Henry Spearman, the Sherlock Holmes of economics

I was reminded of Milton and Rose which made me think of the Marshall Jevons crime fiction series:

Marshall Jevons is a fictitious crime writer invented and used by William L. Breit and Kenneth G. Elzinga, professors of economics at Trinity University, San Antonio and the University of Virginia, respectively.

It was Breit’s notion to write a mystery novel in which an amateur detective uses economic theory to solve crimes. Elzinga was enthusiastic about his colleague’s idea and not only encouraged him to proceed but also decided to take an active role in writing the book. Over the next twenty years, on top of their academic schedules, Breit and Elzinga co-authored three mystery books featuring Harvard economist-sleuth Henry Spearman. The first Henry Spearman Mystery, Murder at the Margin, came out in 1978, and was followed by The Fatal Equilibrium (1985), A Deadly Indifference (1995) and The Mystery of the Invisible Hand (2014).
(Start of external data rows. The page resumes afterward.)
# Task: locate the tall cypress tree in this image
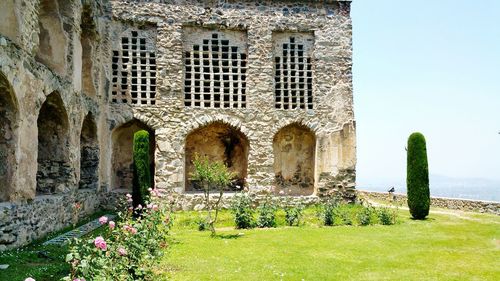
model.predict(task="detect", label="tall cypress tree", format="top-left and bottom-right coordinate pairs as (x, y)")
top-left (407, 132), bottom-right (430, 219)
top-left (132, 130), bottom-right (151, 207)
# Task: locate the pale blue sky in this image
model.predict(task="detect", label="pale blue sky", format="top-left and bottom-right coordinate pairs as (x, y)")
top-left (351, 0), bottom-right (500, 185)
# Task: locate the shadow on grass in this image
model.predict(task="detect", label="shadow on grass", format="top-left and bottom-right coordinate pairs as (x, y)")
top-left (213, 233), bottom-right (244, 240)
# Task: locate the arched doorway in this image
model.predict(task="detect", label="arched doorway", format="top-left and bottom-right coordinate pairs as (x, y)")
top-left (36, 91), bottom-right (70, 194)
top-left (273, 123), bottom-right (315, 195)
top-left (185, 122), bottom-right (249, 191)
top-left (111, 119), bottom-right (155, 190)
top-left (0, 73), bottom-right (18, 201)
top-left (79, 113), bottom-right (99, 189)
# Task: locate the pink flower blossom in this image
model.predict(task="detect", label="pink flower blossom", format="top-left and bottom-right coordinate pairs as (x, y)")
top-left (148, 188), bottom-right (153, 192)
top-left (136, 204), bottom-right (143, 210)
top-left (147, 203), bottom-right (153, 209)
top-left (94, 236), bottom-right (107, 251)
top-left (130, 227), bottom-right (137, 234)
top-left (108, 221), bottom-right (115, 229)
top-left (25, 278), bottom-right (36, 281)
top-left (152, 204), bottom-right (159, 211)
top-left (118, 247), bottom-right (127, 256)
top-left (98, 216), bottom-right (108, 225)
top-left (127, 198), bottom-right (133, 203)
top-left (123, 225), bottom-right (131, 231)
top-left (126, 193), bottom-right (132, 199)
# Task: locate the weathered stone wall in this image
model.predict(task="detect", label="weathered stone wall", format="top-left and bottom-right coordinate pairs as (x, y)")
top-left (108, 0), bottom-right (356, 197)
top-left (358, 190), bottom-right (500, 216)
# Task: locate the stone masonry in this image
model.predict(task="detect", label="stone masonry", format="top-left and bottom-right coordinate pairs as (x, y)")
top-left (0, 0), bottom-right (356, 250)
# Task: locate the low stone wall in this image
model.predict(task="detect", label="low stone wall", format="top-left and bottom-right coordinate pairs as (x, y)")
top-left (0, 189), bottom-right (106, 251)
top-left (357, 190), bottom-right (500, 215)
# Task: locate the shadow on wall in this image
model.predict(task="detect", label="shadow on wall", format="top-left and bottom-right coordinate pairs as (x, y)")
top-left (111, 119), bottom-right (155, 191)
top-left (185, 121), bottom-right (249, 192)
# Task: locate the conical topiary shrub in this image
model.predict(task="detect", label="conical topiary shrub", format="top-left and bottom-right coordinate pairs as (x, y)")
top-left (406, 132), bottom-right (430, 219)
top-left (132, 130), bottom-right (151, 207)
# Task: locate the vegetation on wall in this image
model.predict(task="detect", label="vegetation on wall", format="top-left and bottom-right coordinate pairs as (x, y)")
top-left (132, 130), bottom-right (151, 207)
top-left (406, 132), bottom-right (430, 219)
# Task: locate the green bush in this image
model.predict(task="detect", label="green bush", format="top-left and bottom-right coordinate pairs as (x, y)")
top-left (257, 196), bottom-right (277, 228)
top-left (318, 197), bottom-right (340, 226)
top-left (230, 192), bottom-right (255, 229)
top-left (132, 130), bottom-right (151, 207)
top-left (284, 203), bottom-right (304, 226)
top-left (357, 206), bottom-right (374, 226)
top-left (378, 207), bottom-right (397, 225)
top-left (407, 132), bottom-right (430, 219)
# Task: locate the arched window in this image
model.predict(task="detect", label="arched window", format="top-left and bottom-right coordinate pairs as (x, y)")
top-left (273, 123), bottom-right (315, 195)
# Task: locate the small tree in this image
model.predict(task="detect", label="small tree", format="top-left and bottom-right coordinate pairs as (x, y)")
top-left (190, 154), bottom-right (235, 236)
top-left (132, 130), bottom-right (151, 207)
top-left (406, 132), bottom-right (430, 219)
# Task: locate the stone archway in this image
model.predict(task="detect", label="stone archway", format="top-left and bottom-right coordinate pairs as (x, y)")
top-left (273, 123), bottom-right (315, 195)
top-left (185, 121), bottom-right (249, 192)
top-left (0, 73), bottom-right (18, 202)
top-left (36, 92), bottom-right (71, 194)
top-left (111, 119), bottom-right (155, 190)
top-left (79, 113), bottom-right (99, 189)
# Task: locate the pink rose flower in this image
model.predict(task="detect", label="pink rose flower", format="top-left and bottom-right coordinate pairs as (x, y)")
top-left (130, 227), bottom-right (138, 234)
top-left (108, 221), bottom-right (115, 229)
top-left (118, 247), bottom-right (127, 256)
top-left (126, 193), bottom-right (132, 199)
top-left (98, 216), bottom-right (108, 225)
top-left (147, 203), bottom-right (153, 209)
top-left (94, 236), bottom-right (107, 251)
top-left (152, 204), bottom-right (159, 211)
top-left (25, 278), bottom-right (36, 281)
top-left (136, 204), bottom-right (143, 210)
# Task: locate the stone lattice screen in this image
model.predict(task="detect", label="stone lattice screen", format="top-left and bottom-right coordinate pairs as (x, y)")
top-left (273, 33), bottom-right (314, 110)
top-left (183, 27), bottom-right (248, 108)
top-left (111, 29), bottom-right (157, 105)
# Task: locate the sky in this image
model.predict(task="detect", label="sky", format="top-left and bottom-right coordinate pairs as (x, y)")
top-left (350, 0), bottom-right (500, 186)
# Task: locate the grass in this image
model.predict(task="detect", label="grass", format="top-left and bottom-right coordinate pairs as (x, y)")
top-left (0, 210), bottom-right (109, 281)
top-left (157, 208), bottom-right (500, 281)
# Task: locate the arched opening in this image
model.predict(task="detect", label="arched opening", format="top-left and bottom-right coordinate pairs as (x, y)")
top-left (0, 73), bottom-right (18, 202)
top-left (36, 92), bottom-right (70, 194)
top-left (0, 0), bottom-right (20, 44)
top-left (111, 120), bottom-right (155, 190)
top-left (36, 0), bottom-right (69, 75)
top-left (273, 123), bottom-right (315, 195)
top-left (79, 113), bottom-right (99, 189)
top-left (185, 122), bottom-right (249, 192)
top-left (80, 4), bottom-right (97, 96)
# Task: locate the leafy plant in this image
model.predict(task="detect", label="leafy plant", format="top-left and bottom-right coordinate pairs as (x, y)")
top-left (318, 197), bottom-right (340, 226)
top-left (378, 207), bottom-right (397, 225)
top-left (230, 192), bottom-right (255, 229)
top-left (284, 203), bottom-right (304, 226)
top-left (190, 154), bottom-right (235, 236)
top-left (132, 130), bottom-right (151, 207)
top-left (337, 207), bottom-right (353, 226)
top-left (407, 132), bottom-right (430, 219)
top-left (257, 196), bottom-right (277, 228)
top-left (357, 206), bottom-right (374, 226)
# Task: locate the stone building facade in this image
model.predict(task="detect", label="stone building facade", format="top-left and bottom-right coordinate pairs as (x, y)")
top-left (0, 0), bottom-right (355, 250)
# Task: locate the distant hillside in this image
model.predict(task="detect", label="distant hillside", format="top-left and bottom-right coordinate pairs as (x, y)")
top-left (358, 174), bottom-right (500, 202)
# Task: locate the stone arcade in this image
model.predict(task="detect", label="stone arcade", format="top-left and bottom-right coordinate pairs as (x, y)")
top-left (0, 0), bottom-right (356, 250)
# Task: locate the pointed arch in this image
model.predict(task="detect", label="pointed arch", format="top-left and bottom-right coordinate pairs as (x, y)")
top-left (79, 113), bottom-right (99, 189)
top-left (185, 121), bottom-right (249, 192)
top-left (36, 91), bottom-right (70, 194)
top-left (273, 123), bottom-right (316, 195)
top-left (111, 119), bottom-right (155, 190)
top-left (0, 72), bottom-right (19, 201)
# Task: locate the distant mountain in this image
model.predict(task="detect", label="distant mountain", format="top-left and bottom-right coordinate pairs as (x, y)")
top-left (357, 174), bottom-right (500, 202)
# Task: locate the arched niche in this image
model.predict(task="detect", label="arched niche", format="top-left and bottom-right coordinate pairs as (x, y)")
top-left (273, 123), bottom-right (316, 195)
top-left (80, 4), bottom-right (97, 96)
top-left (0, 73), bottom-right (19, 202)
top-left (79, 113), bottom-right (99, 189)
top-left (185, 121), bottom-right (249, 192)
top-left (36, 91), bottom-right (70, 194)
top-left (111, 119), bottom-right (155, 190)
top-left (0, 0), bottom-right (20, 45)
top-left (36, 0), bottom-right (70, 75)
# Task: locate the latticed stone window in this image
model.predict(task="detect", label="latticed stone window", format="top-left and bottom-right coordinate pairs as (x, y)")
top-left (183, 27), bottom-right (248, 108)
top-left (111, 29), bottom-right (157, 105)
top-left (273, 33), bottom-right (314, 110)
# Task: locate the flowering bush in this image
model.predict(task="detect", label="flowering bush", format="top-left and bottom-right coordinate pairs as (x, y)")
top-left (230, 192), bottom-right (255, 229)
top-left (63, 189), bottom-right (173, 281)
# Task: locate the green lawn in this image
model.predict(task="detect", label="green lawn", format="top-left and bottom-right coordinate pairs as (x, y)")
top-left (158, 209), bottom-right (500, 281)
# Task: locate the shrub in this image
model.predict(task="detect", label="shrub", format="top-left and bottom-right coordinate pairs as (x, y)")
top-left (190, 154), bottom-right (235, 236)
top-left (64, 190), bottom-right (172, 280)
top-left (284, 203), bottom-right (304, 226)
top-left (132, 130), bottom-right (151, 207)
top-left (257, 196), bottom-right (277, 228)
top-left (230, 192), bottom-right (255, 229)
top-left (378, 207), bottom-right (397, 225)
top-left (407, 132), bottom-right (430, 219)
top-left (357, 206), bottom-right (374, 226)
top-left (318, 197), bottom-right (340, 226)
top-left (337, 207), bottom-right (353, 226)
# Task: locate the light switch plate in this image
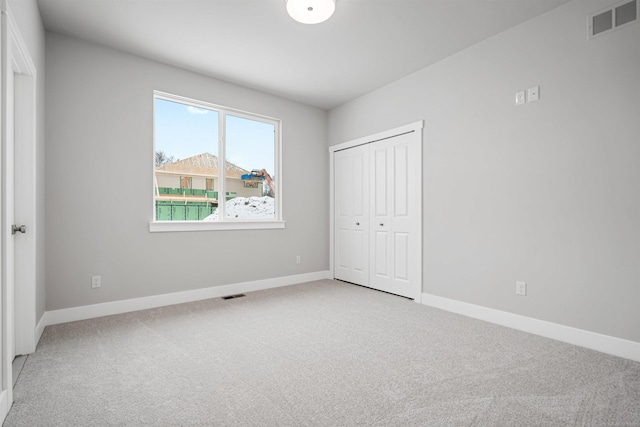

Ken Elzinga was at Freedomfest, attesting to his fine economic credentials, and gave a presentation on how he came to write the series with his partner who has unfortunately passed away. But the one thing that I learned that has helped bring the books alive – I am reading the third one right now – is that the main character, Henry Spearman, is designed after Milton Friedman, Professor of Economics at Harvard though he may fictionally be. And the one problem they had in writing the series was that Rose Friedman did not see herself mirrored by Pidge Spearman, and for reasons I cannot see doesn’t like the way Henry’s wife is depicted. The books are fun to read, but are better if you are an economist, although it is not an essential. A large part of their sales, it turns out, are as assigned texts as part of an economics course.